(Rosé)
Gittiğimiz cafede ellerimi masaya koymuş tıkırdatırken jungkook ve lisa sıkıntılı bir şekilde bana bakıyordu.
Jin ve Jisoo ise konuşmaya gitmişlerdi. Halletmeleri gereken önemli işleri varmış(!)
Kendimi arkaya atıp sırtımı sandalyeyle buluşturdum."Çok gizemli ya. Korkmaya başladım."
Lisa bıkkın bir nefes verip eliyle oynamaya başladı. Jungkooksa hala bana bakıyordu.
"O sırada benden bahsettiğinden eminim."
Jungkook bir süre daha bana baktıktan sonra aklına birşey gelmiş gibi gözlerini kocaman açtı.
"Bidakka bidakka. O sırada dediği cümleyi bana tekrar söyler misin?"
Derin bir nefes aldım. "Ağzından çıkan her kelimeyi ezberlemiyorum ama babamın kaderini yaşamamamak için, aranızdan birininde annesinin kaderini yaşayacağını sanıyordum dedi galiba."

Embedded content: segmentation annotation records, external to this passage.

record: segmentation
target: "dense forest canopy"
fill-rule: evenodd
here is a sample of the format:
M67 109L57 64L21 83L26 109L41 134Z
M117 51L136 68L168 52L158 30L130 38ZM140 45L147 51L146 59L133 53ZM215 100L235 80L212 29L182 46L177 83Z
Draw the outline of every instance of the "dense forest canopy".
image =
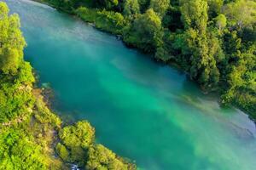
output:
M0 169L136 169L102 144L86 121L62 127L35 88L23 59L25 39L17 14L0 2Z
M43 0L166 64L205 92L217 91L256 121L253 0Z

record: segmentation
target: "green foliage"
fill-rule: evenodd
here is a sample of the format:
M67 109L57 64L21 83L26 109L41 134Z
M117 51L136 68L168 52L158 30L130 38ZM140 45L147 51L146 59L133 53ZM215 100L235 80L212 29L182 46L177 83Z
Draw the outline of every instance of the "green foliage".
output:
M95 0L97 7L104 8L106 9L113 9L118 6L118 0Z
M161 18L166 14L170 6L170 0L150 0L150 8L154 9Z
M216 27L218 27L220 31L224 29L227 26L227 19L224 14L218 14L215 19L215 22Z
M140 5L137 0L125 0L124 4L124 14L133 15L140 13Z
M40 146L20 129L4 128L0 133L0 169L47 169Z
M66 162L69 161L69 151L63 144L58 143L56 145L56 151L62 160Z
M26 42L18 15L8 14L7 5L0 2L0 71L15 75L22 60Z
M125 163L114 153L102 144L90 147L88 150L88 162L86 169L134 169L134 167Z
M233 103L256 120L254 1L119 3L128 18L119 26L116 23L122 17L113 17L114 12L90 8L78 14L98 28L121 34L128 45L154 53L157 60L177 63L204 91L218 90L224 104Z
M223 8L229 20L230 26L239 29L251 26L256 23L256 2L253 0L238 0L226 4Z
M122 34L122 30L126 24L124 16L118 12L102 11L79 8L75 13L84 20L92 22L96 27L115 34Z
M134 20L129 31L125 33L124 40L146 52L155 52L162 44L162 37L161 20L150 8Z
M209 17L212 19L220 14L224 0L207 0L207 3L209 6Z
M66 1L75 2L83 3ZM88 150L95 144L95 129L86 121L61 129L61 119L46 106L41 90L32 88L35 78L30 64L23 60L26 42L18 16L9 16L9 8L3 3L0 3L0 169L67 169L63 162L84 167ZM78 10L81 14L87 12L95 11L87 11L85 8ZM119 21L124 18L119 14L105 10L94 14L96 20L107 22L108 18L108 24L114 25L114 29L122 26L123 23ZM52 146L56 142L57 131L61 141L55 151L62 162L53 157ZM105 150L98 150L99 156ZM118 160L108 162L108 167L136 168L108 151L111 153L106 155L109 160L113 159L113 156Z

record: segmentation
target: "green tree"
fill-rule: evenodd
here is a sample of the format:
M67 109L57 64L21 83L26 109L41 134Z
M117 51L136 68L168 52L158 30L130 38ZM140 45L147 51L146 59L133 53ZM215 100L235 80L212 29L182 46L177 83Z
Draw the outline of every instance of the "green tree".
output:
M223 12L230 26L243 28L256 23L256 2L252 0L237 0L226 4Z
M155 52L162 44L163 31L161 20L157 14L148 9L140 14L125 35L125 41L146 52Z
M0 2L0 71L4 74L16 74L23 60L26 42L20 27L18 15L9 16L6 3Z
M125 0L124 3L124 14L132 15L140 13L140 5L137 0Z
M151 0L149 7L162 18L170 7L170 0Z
M222 31L227 26L227 19L225 15L224 14L218 14L218 17L215 19L216 26L218 28L218 30Z

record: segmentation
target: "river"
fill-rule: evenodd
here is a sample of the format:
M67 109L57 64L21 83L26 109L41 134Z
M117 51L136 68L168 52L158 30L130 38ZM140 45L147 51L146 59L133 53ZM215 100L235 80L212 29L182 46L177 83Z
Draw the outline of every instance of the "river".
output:
M255 169L247 115L114 36L46 5L3 1L20 14L25 59L50 84L64 121L87 119L97 142L141 169Z

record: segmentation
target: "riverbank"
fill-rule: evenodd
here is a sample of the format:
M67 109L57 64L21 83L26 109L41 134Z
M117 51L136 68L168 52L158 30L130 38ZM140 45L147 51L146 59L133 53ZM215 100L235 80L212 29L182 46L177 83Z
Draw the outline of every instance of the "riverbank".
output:
M75 15L79 18L80 18L82 20L88 22L88 23L92 23L92 26L95 26L96 28L109 32L111 34L116 35L119 39L121 39L128 47L130 48L136 48L144 53L149 54L150 56L152 56L153 60L157 60L158 62L161 64L166 64L169 65L171 66L175 66L180 71L183 71L186 72L188 76L190 76L194 81L197 82L197 84L201 87L202 91L205 94L218 94L219 96L219 104L224 105L232 105L247 114L250 116L250 118L255 121L255 108L253 105L255 105L255 99L253 98L253 93L251 94L250 93L248 94L247 92L244 91L240 91L240 90L228 90L226 91L226 88L228 85L223 86L223 84L227 83L227 82L219 82L218 85L215 85L214 87L212 87L212 85L208 84L207 86L201 85L201 82L200 80L195 80L195 78L192 77L191 74L189 73L191 69L188 68L188 65L186 65L183 62L181 62L179 60L177 60L177 57L172 56L169 53L166 52L166 49L160 49L156 53L152 52L148 49L145 49L144 46L137 43L137 42L132 42L131 41L131 38L127 38L126 34L130 34L130 32L127 32L128 27L131 26L131 23L133 22L133 18L129 18L125 15L123 15L119 12L115 12L112 10L105 10L102 8L93 8L90 7L79 7L77 8L65 8L63 7L57 6L54 3L49 3L48 0L37 0L37 2L43 3L44 4L50 5L53 8L56 8L59 10L61 10L62 12L68 13L70 14ZM54 2L54 1L52 1ZM165 37L164 37L164 44L166 46L168 45L167 40L166 39L172 39L172 34L169 35L170 32L165 31ZM168 37L170 36L170 37ZM172 40L173 41L173 40ZM172 42L173 43L173 42ZM176 43L174 42L174 43ZM172 46L170 45L170 47ZM157 57L160 55L160 57ZM183 58L183 57L182 57ZM224 79L222 77L222 79ZM228 82L228 77L225 78L226 80L224 80L224 82ZM223 86L223 87L222 87ZM209 88L210 87L210 88ZM245 94L242 94L244 93ZM232 97L230 95L236 95L236 97Z
M20 18L9 14L5 3L0 2L0 24L6 26L0 31L6 38L0 46L0 169L69 169L70 164L82 169L136 169L96 143L87 121L64 126L49 109L42 89L34 86L32 67L23 59L26 42Z

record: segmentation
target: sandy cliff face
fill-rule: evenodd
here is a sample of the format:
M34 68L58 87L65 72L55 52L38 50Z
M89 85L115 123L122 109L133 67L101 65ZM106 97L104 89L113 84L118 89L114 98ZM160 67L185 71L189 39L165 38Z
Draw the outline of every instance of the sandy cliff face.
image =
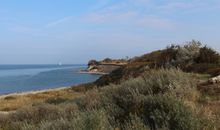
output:
M88 63L87 71L91 73L111 73L112 71L120 68L121 66L127 64L125 61L119 61L119 60L109 60L108 62L103 61L95 61L91 60Z

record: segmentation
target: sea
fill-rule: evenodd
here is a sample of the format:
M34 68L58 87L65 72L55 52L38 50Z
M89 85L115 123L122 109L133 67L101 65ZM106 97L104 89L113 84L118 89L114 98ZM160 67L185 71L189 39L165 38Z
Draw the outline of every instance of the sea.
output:
M74 86L101 75L80 74L86 65L0 65L0 94Z

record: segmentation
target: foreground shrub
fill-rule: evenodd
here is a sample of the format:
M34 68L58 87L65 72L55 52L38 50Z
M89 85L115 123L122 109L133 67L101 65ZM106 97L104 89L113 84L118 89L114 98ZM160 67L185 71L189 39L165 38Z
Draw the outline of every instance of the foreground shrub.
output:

Bitirdiğimde jungkook elini şıklattı sonra işaret parmağını bana doğrultarak konuştu.
"Annenden bahsetmiş değil mi?"
Göz devirip konuştum.
"Jungkook sence çıkma ihtimalleri varmı? Annem 51 yaşında. Bir kere annem öyle bir şey yapmaz. "
Başını hızlıca salladı. "Hayır hayır o değil. Jimin'in söylediği cümleye dikkat. Babamın kaderi!"
İlk boş bir şey gibi gelsede bir anda gözlerimi açtım. Ama sonra aklıma bir şey gelince başımı salladım.
"Ama o zaman annemin adını söylediğimde neden benzetmişim dedi. O zaman annem neden dün apar topar Avusturalya'ya gitti?"
Lisa kocaman bir of çekip gözlerini büyüttü. "Rosé ya kendimi sudoku çözüyomuşum gibi hissediyorum. Ne garip bir hayatın var ya."
Lisa'yı duymamış gibi devam ettim. "O zaman park jimin nereden tanısın ki beni?"
Jungkook yerine yayılarak konuştu. "İşte o zaman da senin annenle çıktıkları ihtimali ortaya çıkıyo."
Böyle bir ihtimal olacağını sanmıyordum. Ben 18 yaşıma kadar Avusturalya'da yaşamıştım. Jimin'de çocukken sevgili yapamayacağına göre imkansız.
Jungkook çenesini okşayıp devam etti. "Ya yaşını yanlış söylemişse."
Lisa'yla aynı anda konuştuk. "Yok artık jungkook. "
Elimi saçıma götürüp konuştum. "Daha fazla hipotez uyduramıyacağım. Ama annemle jimin'in arasında bir şey olmadığından eminim. Başka bir şey bu."
Jungkook yanına oturan bedenle hepimiz şaşırdık.
"Selam gençler."
Park jimin!!
Hepimiz gözlerimiz büyük şekilde birbirimize bakarken o kendi kahve siparişi veriyordu.
Yutkunup ona bakmaya devam ettim.
Yuh ya cidden bu kadar olur.
"Ee n'aber gençlik."
Bize dönüp konuştuğunda bizi küçük görmesi hoşuma gitmemişti. Yüzümü buruşturdum.
Jungkook konuştu. "H-hocam sizi hangi rüzgar attı."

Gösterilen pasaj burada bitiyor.